Neste contexto, e conquanto não bastassem as problemáticas postas, recentemente o Egrégio Supremo Tribunal Federal aceitou recebimento de denúncia e abriu ação penal em face de Senadores da República, justamente por conta de possíveis doações de campanha que podem ter sido decorrentes de atos de corrupção. É dizer, o STF aceitou a possibilidade de que doação declarada à Justiça Eleitoral, evidentemente no decorrer e por conta de eleições, pode caracterizar propina e, portanto, ter dado causa a crime de corrupção e lavagem de dinheiro.

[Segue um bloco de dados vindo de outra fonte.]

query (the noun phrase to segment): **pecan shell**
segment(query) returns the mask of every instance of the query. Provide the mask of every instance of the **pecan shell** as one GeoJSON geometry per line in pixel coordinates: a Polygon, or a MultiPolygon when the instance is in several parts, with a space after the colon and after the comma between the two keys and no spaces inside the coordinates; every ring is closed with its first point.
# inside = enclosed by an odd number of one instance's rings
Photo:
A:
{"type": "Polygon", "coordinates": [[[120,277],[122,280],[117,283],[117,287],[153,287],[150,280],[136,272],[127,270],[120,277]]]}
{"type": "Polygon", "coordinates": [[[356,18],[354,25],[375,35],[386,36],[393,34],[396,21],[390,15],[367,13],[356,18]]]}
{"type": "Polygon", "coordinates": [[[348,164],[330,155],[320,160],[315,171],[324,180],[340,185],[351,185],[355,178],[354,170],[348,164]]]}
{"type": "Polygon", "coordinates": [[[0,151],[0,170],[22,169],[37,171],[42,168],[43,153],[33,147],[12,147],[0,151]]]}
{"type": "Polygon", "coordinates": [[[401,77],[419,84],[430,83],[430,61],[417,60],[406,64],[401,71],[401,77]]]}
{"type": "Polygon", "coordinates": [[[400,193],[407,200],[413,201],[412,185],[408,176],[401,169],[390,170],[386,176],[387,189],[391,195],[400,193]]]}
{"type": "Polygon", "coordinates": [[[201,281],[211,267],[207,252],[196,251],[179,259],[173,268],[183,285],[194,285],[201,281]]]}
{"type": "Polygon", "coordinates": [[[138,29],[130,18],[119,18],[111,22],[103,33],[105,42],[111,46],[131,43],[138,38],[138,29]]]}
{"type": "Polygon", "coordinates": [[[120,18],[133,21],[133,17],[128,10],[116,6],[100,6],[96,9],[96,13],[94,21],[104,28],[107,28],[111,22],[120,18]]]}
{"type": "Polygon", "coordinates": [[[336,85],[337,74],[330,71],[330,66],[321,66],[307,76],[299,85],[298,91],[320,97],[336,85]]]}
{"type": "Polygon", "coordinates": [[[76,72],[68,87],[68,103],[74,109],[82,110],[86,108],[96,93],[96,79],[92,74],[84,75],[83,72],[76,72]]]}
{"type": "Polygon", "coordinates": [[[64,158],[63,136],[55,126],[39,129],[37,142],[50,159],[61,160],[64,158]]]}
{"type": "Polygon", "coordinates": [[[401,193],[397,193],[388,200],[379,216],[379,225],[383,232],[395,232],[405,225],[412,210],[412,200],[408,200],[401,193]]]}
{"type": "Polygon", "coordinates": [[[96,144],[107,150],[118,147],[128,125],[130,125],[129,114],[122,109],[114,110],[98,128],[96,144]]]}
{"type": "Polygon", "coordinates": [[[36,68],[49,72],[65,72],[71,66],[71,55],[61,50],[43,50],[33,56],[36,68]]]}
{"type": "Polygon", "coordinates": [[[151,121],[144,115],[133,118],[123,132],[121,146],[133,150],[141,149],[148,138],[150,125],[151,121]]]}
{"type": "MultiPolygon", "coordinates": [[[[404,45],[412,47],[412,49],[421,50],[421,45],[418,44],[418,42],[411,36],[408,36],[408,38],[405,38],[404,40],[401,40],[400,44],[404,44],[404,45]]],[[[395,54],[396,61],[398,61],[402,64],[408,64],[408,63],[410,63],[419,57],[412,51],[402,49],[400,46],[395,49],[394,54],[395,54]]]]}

O caso posto enseja outro ponto de reflexão: se na campanha eleitoral houve prática de corrupção e/ou lavagem de dinheiro, a pessoa jurídica envolvida, qual seja, o partido política, pode estar sujeito às gravíssimas implicações da Lei 12.846/2013, a chamada Lei Anticorrupção? Ademais, pela sua natureza jurídica, pode ser que o Partido Político seja interpelado judicialmente a responder conjuntamente por tais práticas, incluindo-se os seus responsáveis, frise-se, a “alta gerência”? Não se pode olvidar que a norma mencionada estabeleceu responsabilidade objetiva para as pessoas jurídicas a ela sujeitas.

Destarte, é imprescindível que as campanhas eleitorais tomem as medidas possíveis, a fim de que os riscos decorrentes da captação indevida de dinheiros para campanha e gastos imprecisos sejam absolutamente afastados. Modernamente, entendemos que a ferramenta que se nota a mais possivelmente eficiente e precisa para tal prevenção está contida no sistema de Compliance e se denomina Due Diligence.

Parte II de artigo publicado na Revista da SGP – Soluções em Gestão Pública SLC é a responsável pela produção do periódico – Solução em Licitações e Contratos, contendo artigos de renomados autores do Direito, soluções práticas e julgados atuais.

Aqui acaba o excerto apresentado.